Die Fukushima Katastrophe ist und bleibt eine akute Katastrophe.  Anders als der Zeit Artikel kommt Greenpeace zu folgendem Fazit:
„Für die Menschen in Fukushima gibt es auch mehr als fünf Jahre nach dem Atomdesaster keine Normalität“, sagt Smital. „Die Katastrophe dauert an. Die japanische Regierung ist weit davon entfernt, Fukushima unter Kontrolle zu haben.“

Grenzwerte der Strahlenbelastung

In Deutschland sind wir etwa 1 bis 10 mSV pro Jahr ausgesetzt. Bei einer Strahlenbelastung von 20 mSV pro Jahr hätte man innerhalb von 50 Jahren eine leichte Strahlenkrankheit.
Auf dieser Karte kann man sich die aktuelle atmosphärische Strahlenbelastung in Japan ansehen:
Die Angaben sind hier in  der Einheit µSv/h dargestellt, wobei ein Wert von >2,3 µSv/h die zulässigen Grenzwerte von 20mSV/Jahr übersteigt. (Tausender werden hier mit Komma dargestellt – 1,000).

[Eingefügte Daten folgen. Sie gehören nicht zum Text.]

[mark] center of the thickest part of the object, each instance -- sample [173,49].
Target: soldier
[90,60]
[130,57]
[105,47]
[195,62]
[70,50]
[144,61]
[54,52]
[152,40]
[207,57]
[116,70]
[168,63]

Um 1 Sievert aufzunehmen (entspricht einer leichten Strahlenkrankheit) müsste man sich 1 Stunde in einem Bereich mit 114,077 116 130 5   µSv/h aufhalten. Das heisst ca. 11 Jahre in einem stark verstrahlten Bereichen (>10µSv/h). (Angaben ohne Gewähr, auf Basis eigener Berechnungen).
Die hier gemessene athmosphärische Belastung ist hierbei jedoch naturgemäß deutlich geringer als die Belastungen im Boden. Eine Strahlenkrankheit kann sich direkt einstellen, wenn man beispielsweise kontaminiertes Gemüse isst oder kontaminiertes Wasser trinkt. Auch sind viele Wechselwirkungen noch nicht klar und nur schwer statistisch zu erfassen.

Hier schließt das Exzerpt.